要するに、親の承認があることだけをする生活をしてきてしまい、自分は本当は何をやりたいのかをじっくりと考える機会がなかったか、あるいは、それがあっても自分が本当に希望していることについて、親と真摯なコミュニケーションをとれるような関係ができないまま、大学生になってしまった、という状況があったのでしょう。

アメリカの場合はそれでもまだ、「人生は選択の連続でできている」という概念が、日本よりは浸透しているような気がします。子育てのさまざまな場面で、子どもに何かを決めさせるときに、”It is your choice”という言葉が聞かれます。

また「テスト勉強しなかったから、テストで悪い点をとった」ということがあった場合に、自分が選択したこと(勉強をしなかった)と、その帰結(悪い点をとった)を結び付けて、言語化して説明することで、子どもが結びつきをはっきり意識するようにしています。

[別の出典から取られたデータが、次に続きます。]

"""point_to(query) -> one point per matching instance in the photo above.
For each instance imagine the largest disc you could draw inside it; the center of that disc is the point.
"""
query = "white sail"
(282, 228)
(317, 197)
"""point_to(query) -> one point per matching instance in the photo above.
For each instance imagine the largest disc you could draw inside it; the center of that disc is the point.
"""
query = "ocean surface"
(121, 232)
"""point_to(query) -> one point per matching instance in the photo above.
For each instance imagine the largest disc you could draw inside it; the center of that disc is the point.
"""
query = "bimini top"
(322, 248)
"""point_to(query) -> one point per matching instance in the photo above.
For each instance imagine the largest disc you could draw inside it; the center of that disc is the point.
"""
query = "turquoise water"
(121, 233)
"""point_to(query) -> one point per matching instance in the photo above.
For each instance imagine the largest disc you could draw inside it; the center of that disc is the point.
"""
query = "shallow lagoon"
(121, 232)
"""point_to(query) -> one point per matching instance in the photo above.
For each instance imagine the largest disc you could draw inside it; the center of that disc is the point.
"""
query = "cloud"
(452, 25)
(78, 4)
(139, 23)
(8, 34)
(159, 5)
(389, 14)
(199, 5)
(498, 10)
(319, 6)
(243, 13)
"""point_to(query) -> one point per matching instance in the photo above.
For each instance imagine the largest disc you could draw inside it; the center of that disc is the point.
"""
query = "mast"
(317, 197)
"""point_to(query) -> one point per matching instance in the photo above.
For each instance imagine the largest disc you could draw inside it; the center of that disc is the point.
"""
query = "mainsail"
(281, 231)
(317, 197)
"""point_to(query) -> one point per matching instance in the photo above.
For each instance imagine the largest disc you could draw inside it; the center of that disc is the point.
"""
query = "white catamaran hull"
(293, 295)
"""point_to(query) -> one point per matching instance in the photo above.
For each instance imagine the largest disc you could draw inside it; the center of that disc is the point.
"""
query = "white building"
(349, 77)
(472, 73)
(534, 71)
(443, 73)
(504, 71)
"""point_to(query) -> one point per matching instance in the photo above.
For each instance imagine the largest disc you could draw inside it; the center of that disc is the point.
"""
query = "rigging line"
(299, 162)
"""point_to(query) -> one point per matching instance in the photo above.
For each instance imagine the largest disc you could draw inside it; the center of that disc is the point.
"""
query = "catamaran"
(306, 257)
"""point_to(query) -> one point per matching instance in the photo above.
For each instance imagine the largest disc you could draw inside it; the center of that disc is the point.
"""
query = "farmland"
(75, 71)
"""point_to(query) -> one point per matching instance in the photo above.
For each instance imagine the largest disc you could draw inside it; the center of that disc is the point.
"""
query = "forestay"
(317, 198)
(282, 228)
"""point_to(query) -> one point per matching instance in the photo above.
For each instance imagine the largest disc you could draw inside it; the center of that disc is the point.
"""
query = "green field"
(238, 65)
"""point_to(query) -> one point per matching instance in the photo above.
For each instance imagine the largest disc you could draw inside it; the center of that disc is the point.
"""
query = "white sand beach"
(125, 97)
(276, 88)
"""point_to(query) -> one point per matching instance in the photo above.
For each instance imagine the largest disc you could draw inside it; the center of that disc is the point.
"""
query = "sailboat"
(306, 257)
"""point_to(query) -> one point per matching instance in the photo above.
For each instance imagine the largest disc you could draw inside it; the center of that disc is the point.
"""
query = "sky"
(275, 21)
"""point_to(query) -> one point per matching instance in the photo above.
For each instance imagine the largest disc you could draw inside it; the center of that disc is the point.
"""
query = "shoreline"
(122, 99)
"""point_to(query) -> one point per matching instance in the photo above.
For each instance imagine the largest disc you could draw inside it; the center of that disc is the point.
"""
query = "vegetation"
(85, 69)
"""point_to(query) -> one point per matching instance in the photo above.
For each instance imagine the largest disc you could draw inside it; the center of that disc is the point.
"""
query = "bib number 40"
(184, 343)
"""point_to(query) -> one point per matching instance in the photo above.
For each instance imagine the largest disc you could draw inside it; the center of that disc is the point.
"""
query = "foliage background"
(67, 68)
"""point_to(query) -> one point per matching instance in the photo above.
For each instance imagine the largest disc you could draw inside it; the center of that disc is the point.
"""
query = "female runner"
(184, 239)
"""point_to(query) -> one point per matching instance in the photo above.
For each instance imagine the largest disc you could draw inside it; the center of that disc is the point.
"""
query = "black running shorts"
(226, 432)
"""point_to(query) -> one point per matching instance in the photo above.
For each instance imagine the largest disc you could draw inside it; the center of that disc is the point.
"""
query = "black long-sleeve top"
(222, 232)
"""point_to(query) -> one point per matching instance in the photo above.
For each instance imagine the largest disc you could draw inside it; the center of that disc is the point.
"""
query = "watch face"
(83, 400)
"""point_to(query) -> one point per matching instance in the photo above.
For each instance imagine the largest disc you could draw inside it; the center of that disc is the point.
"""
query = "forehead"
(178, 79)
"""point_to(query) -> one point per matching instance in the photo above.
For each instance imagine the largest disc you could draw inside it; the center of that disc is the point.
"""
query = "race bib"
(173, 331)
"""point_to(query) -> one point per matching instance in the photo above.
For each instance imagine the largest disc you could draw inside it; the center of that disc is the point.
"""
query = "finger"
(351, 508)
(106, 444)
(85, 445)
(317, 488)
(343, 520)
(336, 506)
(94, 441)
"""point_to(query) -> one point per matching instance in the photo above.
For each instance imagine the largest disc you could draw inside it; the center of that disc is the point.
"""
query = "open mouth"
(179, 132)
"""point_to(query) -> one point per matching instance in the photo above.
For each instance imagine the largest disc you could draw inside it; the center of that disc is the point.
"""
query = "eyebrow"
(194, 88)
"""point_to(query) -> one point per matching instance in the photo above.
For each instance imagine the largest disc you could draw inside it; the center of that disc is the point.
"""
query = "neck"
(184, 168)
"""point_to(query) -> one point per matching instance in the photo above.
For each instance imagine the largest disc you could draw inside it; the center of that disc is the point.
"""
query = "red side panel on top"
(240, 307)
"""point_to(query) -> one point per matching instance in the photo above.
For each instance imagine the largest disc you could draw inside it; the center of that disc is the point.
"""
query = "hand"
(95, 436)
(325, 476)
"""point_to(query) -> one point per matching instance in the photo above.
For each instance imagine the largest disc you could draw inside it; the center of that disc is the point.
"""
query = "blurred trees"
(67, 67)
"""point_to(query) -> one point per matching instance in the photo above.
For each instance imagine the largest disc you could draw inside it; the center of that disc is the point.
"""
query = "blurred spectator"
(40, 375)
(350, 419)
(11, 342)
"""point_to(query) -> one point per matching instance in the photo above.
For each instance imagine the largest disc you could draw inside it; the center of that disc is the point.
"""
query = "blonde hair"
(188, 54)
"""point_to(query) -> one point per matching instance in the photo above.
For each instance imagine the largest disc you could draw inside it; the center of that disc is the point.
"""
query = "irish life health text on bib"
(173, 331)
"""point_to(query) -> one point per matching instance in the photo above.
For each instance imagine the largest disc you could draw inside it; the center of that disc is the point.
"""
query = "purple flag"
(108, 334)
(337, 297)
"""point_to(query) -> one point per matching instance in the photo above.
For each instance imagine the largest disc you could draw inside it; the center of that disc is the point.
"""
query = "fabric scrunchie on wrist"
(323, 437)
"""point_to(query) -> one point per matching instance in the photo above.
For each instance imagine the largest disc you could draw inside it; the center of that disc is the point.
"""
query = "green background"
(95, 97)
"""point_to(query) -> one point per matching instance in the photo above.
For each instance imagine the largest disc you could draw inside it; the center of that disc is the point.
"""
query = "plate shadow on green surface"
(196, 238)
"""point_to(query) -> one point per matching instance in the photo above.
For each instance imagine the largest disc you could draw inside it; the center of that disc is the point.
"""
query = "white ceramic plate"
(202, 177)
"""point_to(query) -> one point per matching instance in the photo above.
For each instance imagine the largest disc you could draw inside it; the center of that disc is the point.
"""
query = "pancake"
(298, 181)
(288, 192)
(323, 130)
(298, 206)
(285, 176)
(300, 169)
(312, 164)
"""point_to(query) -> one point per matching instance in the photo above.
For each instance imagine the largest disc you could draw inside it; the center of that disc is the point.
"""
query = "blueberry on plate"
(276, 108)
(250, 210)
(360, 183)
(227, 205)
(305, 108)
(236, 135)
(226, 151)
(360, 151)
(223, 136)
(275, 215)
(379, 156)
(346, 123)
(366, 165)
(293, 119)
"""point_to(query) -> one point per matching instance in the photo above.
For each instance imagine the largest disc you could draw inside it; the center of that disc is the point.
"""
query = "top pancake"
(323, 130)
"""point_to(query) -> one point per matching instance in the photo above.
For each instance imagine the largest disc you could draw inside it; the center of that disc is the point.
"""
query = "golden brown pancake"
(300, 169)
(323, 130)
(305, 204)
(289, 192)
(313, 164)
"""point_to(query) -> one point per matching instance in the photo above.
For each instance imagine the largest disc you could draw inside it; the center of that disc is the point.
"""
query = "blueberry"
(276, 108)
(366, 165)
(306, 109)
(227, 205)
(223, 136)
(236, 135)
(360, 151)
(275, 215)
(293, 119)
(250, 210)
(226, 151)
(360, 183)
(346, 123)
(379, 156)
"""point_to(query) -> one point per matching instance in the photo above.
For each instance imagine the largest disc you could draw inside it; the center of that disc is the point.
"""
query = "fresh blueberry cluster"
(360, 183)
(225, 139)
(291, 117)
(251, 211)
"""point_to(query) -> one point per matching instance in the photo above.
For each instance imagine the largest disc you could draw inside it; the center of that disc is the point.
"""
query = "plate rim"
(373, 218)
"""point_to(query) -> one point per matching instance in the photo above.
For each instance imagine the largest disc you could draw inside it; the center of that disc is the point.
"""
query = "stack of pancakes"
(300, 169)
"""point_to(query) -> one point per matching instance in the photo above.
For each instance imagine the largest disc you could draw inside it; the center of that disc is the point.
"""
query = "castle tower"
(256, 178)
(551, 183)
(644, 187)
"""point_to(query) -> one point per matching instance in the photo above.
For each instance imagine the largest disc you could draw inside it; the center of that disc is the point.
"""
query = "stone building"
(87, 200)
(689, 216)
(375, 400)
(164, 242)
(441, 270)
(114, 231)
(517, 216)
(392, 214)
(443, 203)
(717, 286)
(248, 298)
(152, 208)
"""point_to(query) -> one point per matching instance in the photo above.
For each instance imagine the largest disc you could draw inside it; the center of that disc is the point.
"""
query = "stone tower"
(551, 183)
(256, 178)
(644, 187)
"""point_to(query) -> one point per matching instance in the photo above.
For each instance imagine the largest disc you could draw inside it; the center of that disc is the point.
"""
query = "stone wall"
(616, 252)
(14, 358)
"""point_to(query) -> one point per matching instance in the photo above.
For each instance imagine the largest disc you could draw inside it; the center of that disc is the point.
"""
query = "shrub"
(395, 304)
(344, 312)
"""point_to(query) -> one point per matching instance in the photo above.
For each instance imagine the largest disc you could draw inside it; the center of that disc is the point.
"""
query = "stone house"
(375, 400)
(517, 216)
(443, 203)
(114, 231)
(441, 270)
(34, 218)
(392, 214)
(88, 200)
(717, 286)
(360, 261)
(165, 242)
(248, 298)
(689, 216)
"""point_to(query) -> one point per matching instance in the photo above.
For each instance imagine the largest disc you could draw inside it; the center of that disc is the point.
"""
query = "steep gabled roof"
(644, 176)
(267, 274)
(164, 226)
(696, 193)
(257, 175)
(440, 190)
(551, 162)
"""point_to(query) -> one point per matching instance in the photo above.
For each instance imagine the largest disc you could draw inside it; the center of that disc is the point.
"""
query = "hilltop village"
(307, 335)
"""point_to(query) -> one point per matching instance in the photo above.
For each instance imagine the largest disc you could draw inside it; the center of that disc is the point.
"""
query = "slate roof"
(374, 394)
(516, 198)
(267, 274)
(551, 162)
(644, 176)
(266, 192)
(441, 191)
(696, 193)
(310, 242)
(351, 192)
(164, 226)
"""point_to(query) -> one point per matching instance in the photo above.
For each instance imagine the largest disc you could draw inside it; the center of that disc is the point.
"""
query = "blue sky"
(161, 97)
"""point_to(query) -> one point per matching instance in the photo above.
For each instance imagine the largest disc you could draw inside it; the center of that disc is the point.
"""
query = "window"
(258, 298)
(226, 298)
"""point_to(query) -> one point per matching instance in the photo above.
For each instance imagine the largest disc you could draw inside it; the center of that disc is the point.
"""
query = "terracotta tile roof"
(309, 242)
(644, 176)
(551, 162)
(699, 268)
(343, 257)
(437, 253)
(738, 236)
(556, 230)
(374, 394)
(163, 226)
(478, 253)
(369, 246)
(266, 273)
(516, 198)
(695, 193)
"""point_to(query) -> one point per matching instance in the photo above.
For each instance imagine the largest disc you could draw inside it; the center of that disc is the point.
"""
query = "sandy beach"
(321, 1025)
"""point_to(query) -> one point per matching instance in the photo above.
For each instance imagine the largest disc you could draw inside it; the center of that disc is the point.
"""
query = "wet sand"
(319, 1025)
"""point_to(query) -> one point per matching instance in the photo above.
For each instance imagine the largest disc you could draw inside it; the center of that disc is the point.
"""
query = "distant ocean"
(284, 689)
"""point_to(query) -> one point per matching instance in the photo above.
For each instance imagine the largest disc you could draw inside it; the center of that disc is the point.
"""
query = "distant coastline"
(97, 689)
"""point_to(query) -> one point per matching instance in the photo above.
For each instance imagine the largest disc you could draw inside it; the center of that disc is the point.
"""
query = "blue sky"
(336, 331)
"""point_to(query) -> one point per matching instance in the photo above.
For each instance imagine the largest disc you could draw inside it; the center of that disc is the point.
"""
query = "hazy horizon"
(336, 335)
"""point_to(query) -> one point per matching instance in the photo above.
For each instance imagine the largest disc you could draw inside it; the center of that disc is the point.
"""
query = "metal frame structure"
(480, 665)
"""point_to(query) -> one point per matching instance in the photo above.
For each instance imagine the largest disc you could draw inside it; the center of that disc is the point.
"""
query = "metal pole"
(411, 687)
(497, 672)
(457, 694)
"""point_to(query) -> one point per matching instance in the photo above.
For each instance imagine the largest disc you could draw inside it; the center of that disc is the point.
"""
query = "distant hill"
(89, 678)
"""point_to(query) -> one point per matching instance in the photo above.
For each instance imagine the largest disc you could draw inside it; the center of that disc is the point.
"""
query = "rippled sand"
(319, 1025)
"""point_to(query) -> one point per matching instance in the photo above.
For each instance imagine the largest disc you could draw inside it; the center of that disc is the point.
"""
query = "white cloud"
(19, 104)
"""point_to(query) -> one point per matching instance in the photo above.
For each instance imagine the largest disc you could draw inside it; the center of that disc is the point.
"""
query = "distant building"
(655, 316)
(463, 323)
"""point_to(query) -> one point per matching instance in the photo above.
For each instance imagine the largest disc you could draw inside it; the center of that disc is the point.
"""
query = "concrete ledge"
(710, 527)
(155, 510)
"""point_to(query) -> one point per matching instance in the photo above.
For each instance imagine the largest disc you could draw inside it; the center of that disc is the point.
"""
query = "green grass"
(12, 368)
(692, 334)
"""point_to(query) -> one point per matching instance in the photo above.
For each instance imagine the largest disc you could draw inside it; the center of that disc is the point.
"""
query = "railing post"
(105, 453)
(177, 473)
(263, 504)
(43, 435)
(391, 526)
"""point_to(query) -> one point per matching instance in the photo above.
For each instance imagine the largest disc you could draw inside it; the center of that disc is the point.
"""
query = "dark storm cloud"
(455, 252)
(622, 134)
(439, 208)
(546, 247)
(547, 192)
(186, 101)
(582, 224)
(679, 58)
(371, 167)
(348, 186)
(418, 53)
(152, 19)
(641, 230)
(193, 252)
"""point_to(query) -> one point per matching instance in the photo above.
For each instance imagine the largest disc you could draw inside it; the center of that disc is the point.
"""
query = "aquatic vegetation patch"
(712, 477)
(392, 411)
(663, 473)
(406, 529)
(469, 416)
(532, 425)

もし子どもが自分の選択を後悔しているような場合には、”It is ok, you can make a better decision next time”という言葉かけをすることによって、その選択から学んだことを次の機会に生かしてほしい、という思いを伝えています。

幼少期から多くの小さな選択をさせて、その帰結を本人が味わう、という経験を繰り返し、また言語化をして子どもの理解を助けることによって、よりよい選択ができる大人に育てよう、という意識が浸透しているのです。

自分の人生において大事なことを自分で決めていく、というのは、自己受容という意味においてもとても大切なことです。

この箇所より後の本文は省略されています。